Knowing that you can't give a raise makes things very hard for you in your particular situation. It is unlikely that things will go well if you simply say "no" you can’t be promoted and end the discussion there. The same is true if you tell them something could happen in a few months but know it won't.

2 men meeting


Instead, you need to shift the focus of the conversation to what is really bothering them because there is a good chance that this is not just about money. That can then be fixed, which will have a greater impact than money alone would. This indicates that there may be additional issues with your team member that need to be addressed. And it's possible that something was partially or unintentionally your fault. Asking them about their problem is the best way to find a solution to it. Use your one-on-one time with them if you don't have time to do that right when they ask for a raise. They are the ideal time to openly discuss the factors that lead them to believe they are underpaid. What is currently your least favorite aspect of your job?

What one thing could we do to improve our team's efficiency?

Do you feel like you are working too much, too little, or just right?

Do you wish you could alter any aspects of our culture?

Is there anything you need my assistance with?


Then, really listen to them and ask them additional questions in response to the questions you asked earlier. Rephrasing their message in your own words to confirm that you have comprehended it by repeating it in their exact words, processing it in similar words, and so on

The final level requires you to express your team members' messages in their own words and have them agree. Clarity is the goal with this strategy. Not only do you get the chance to ask them questions and delve deeper into a subject, but you also confirm their most important ideas.

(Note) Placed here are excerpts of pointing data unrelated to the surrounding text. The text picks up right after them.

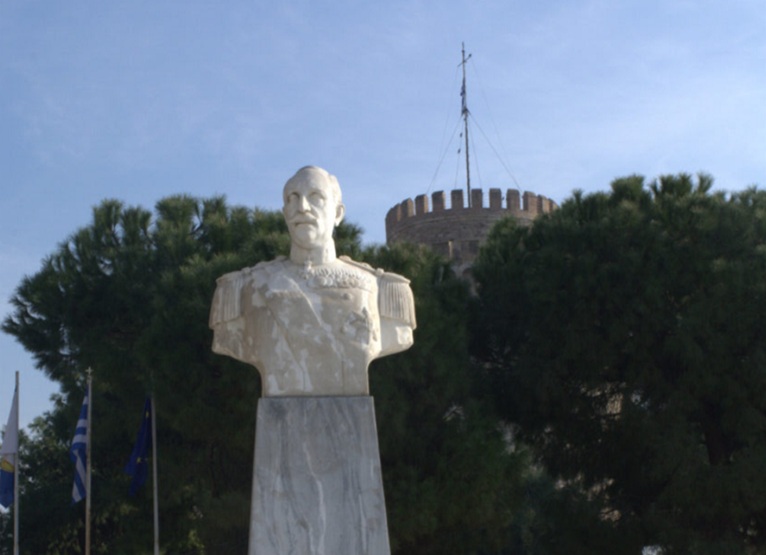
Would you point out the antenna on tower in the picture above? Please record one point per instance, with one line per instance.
(465, 112)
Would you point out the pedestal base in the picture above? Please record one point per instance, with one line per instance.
(317, 487)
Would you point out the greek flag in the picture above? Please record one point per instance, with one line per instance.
(78, 453)
(9, 453)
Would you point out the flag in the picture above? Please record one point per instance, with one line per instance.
(78, 453)
(137, 465)
(9, 452)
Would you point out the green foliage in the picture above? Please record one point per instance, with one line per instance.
(623, 336)
(451, 484)
(129, 296)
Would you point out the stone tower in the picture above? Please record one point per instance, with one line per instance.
(456, 231)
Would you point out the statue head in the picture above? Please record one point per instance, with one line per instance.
(312, 207)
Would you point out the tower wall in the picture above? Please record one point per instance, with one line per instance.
(456, 231)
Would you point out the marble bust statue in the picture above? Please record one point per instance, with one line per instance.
(313, 322)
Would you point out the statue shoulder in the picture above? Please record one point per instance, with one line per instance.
(395, 300)
(227, 300)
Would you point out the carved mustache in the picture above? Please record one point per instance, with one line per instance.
(303, 220)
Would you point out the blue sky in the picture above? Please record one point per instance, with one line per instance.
(143, 99)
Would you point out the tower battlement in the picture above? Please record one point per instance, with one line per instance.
(457, 230)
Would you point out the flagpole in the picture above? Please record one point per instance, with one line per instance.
(154, 481)
(89, 436)
(16, 472)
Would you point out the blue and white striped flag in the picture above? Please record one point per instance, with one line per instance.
(9, 454)
(78, 453)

In the long run, having skills in active listening can save you a lot of trouble. You don't have to wait days or weeks to find out if you received their message; instead, you can confirm that you did in that very moment. Regardless of the quality of their work, you sometimes have to deal with the fact that you are unable to increase their financial compensation. This may be due to budget constraints or the way raises are handled at your company.

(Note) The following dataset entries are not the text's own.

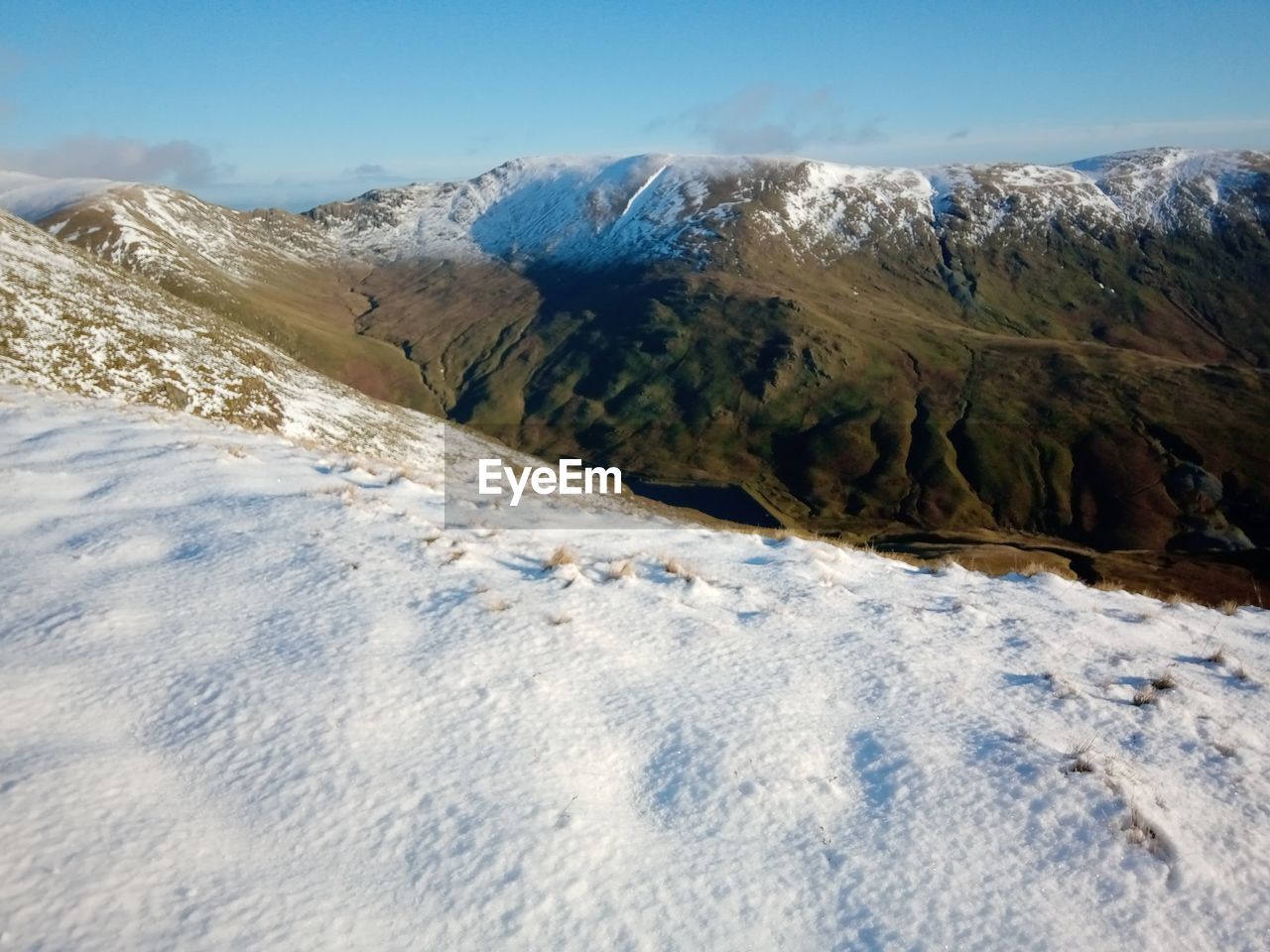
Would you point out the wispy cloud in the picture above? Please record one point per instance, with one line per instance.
(767, 118)
(178, 162)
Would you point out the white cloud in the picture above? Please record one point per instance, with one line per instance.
(177, 162)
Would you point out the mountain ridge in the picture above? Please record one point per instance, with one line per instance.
(599, 211)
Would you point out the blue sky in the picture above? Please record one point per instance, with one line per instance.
(295, 103)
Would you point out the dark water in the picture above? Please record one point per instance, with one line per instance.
(725, 502)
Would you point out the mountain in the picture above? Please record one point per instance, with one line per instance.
(271, 272)
(261, 690)
(643, 209)
(870, 352)
(925, 359)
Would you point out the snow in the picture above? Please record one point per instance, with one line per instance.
(598, 211)
(33, 197)
(252, 698)
(258, 693)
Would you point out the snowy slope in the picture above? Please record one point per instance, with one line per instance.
(32, 197)
(597, 211)
(176, 236)
(67, 321)
(257, 696)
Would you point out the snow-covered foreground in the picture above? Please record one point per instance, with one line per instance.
(254, 696)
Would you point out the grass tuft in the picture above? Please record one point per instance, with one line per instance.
(1165, 682)
(621, 570)
(1147, 696)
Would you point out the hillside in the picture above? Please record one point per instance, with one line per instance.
(878, 353)
(262, 690)
(257, 696)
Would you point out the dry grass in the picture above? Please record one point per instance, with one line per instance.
(621, 570)
(1165, 682)
(1079, 754)
(562, 556)
(1142, 832)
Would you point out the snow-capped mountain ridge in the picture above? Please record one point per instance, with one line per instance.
(593, 211)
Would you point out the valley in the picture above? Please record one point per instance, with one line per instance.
(1064, 359)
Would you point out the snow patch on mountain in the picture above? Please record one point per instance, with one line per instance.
(258, 694)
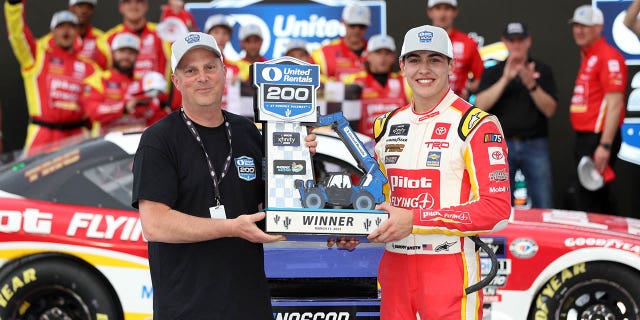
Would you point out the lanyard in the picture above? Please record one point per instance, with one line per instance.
(227, 162)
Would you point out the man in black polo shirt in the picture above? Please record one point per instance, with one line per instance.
(521, 92)
(197, 181)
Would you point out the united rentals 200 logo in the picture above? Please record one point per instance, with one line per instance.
(286, 88)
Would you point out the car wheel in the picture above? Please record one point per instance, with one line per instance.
(52, 286)
(314, 199)
(593, 290)
(364, 201)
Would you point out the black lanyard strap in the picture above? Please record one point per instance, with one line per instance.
(212, 171)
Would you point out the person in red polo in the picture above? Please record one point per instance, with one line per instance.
(465, 50)
(53, 74)
(344, 56)
(87, 33)
(597, 106)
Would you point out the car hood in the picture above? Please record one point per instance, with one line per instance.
(577, 220)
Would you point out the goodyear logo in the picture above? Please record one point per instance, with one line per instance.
(246, 168)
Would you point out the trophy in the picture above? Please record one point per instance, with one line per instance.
(285, 103)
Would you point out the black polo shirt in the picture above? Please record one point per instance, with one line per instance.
(218, 279)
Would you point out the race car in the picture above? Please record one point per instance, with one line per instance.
(71, 247)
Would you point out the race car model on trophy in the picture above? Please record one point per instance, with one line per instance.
(285, 102)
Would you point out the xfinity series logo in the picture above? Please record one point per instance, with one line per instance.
(399, 129)
(289, 167)
(246, 168)
(284, 139)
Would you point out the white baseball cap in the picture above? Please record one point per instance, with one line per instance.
(190, 41)
(296, 43)
(427, 38)
(432, 3)
(356, 14)
(74, 2)
(217, 20)
(125, 40)
(381, 41)
(248, 30)
(587, 15)
(62, 17)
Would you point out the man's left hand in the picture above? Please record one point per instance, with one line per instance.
(398, 226)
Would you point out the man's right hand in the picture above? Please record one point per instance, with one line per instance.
(245, 227)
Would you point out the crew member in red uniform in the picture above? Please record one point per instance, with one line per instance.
(175, 8)
(447, 182)
(53, 74)
(88, 34)
(597, 106)
(344, 56)
(467, 60)
(113, 99)
(154, 51)
(382, 89)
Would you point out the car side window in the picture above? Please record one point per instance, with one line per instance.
(114, 178)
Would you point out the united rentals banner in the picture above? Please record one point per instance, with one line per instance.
(317, 22)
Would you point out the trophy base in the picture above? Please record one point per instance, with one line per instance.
(323, 221)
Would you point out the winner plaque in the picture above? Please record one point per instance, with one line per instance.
(285, 102)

What you could do is give them every opportunity for career advancement. There are numerous cost-effective methods for staff expansion:

1. Acquaint them with a mentor further along in a comparable job.

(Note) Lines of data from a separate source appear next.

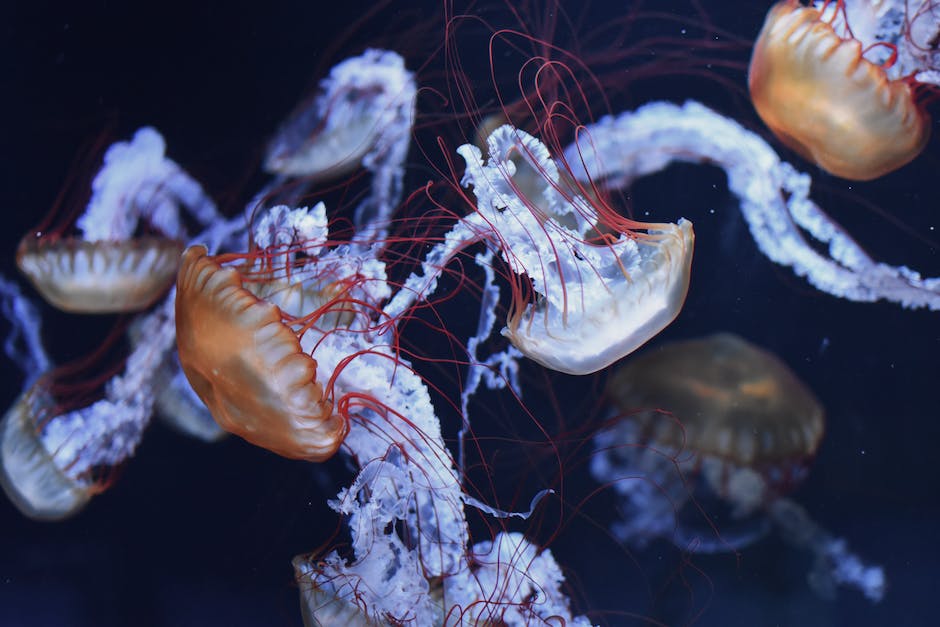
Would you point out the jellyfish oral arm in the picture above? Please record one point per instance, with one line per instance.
(137, 180)
(774, 196)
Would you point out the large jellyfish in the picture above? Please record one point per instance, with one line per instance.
(719, 425)
(838, 82)
(579, 304)
(774, 196)
(56, 453)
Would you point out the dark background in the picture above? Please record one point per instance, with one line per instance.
(196, 534)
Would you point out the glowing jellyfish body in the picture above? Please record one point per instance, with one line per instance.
(735, 402)
(36, 484)
(55, 458)
(109, 268)
(788, 227)
(726, 425)
(578, 304)
(360, 110)
(821, 96)
(248, 366)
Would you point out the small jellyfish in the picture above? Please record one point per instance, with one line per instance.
(363, 107)
(813, 84)
(31, 476)
(718, 425)
(114, 264)
(57, 449)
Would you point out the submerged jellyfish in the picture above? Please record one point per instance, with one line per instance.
(718, 425)
(240, 353)
(837, 82)
(55, 456)
(581, 300)
(129, 237)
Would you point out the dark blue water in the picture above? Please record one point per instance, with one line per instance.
(193, 534)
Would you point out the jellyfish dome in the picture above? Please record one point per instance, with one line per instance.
(735, 401)
(710, 435)
(247, 366)
(109, 267)
(813, 84)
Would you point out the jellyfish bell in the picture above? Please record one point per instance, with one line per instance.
(99, 277)
(819, 93)
(360, 108)
(111, 264)
(748, 422)
(29, 473)
(247, 366)
(594, 301)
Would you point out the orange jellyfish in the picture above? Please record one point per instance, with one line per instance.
(812, 84)
(247, 365)
(738, 415)
(125, 251)
(721, 426)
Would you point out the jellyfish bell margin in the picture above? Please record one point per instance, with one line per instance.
(101, 264)
(821, 96)
(248, 367)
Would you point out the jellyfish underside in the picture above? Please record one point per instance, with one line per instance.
(593, 302)
(247, 366)
(29, 474)
(100, 277)
(823, 99)
(589, 336)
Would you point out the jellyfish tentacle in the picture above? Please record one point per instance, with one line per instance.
(774, 196)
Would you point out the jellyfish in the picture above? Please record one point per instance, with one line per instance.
(788, 227)
(361, 117)
(578, 304)
(246, 364)
(838, 82)
(55, 458)
(115, 263)
(176, 403)
(290, 348)
(718, 424)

2. Get them a book or course to become familiar with another expertise that applies to their present place of employment .

3. Enable them to take on an undertaking to fix an issue essential to them, and others.

When they are requesting a raise but you are unable to provide one, the last option is especially useful. In addition to giving them a chance for growth, you're also assisting them in resolving the underlying issues that have them frustrated. New responsibilities can have some very important advantages for both you and them, especially in this situation:you can get assistance with tasks for which you didn't have the resources before.

When the time is right, you can make a stronger case for giving your team member a raise because they are now even more valuable to you and the company. They are focused on the new challenge instead of constantly thinking about the raise. Even if they leave, they will have a new, useful bullet point for their resume or interview talking point.

Only your own imagination and willingness to experiment with new concepts will determine whether or not you are able to expand your workforce and refresh their roles. Use engaging projects to assist someone who asks for a raise in the short and long term.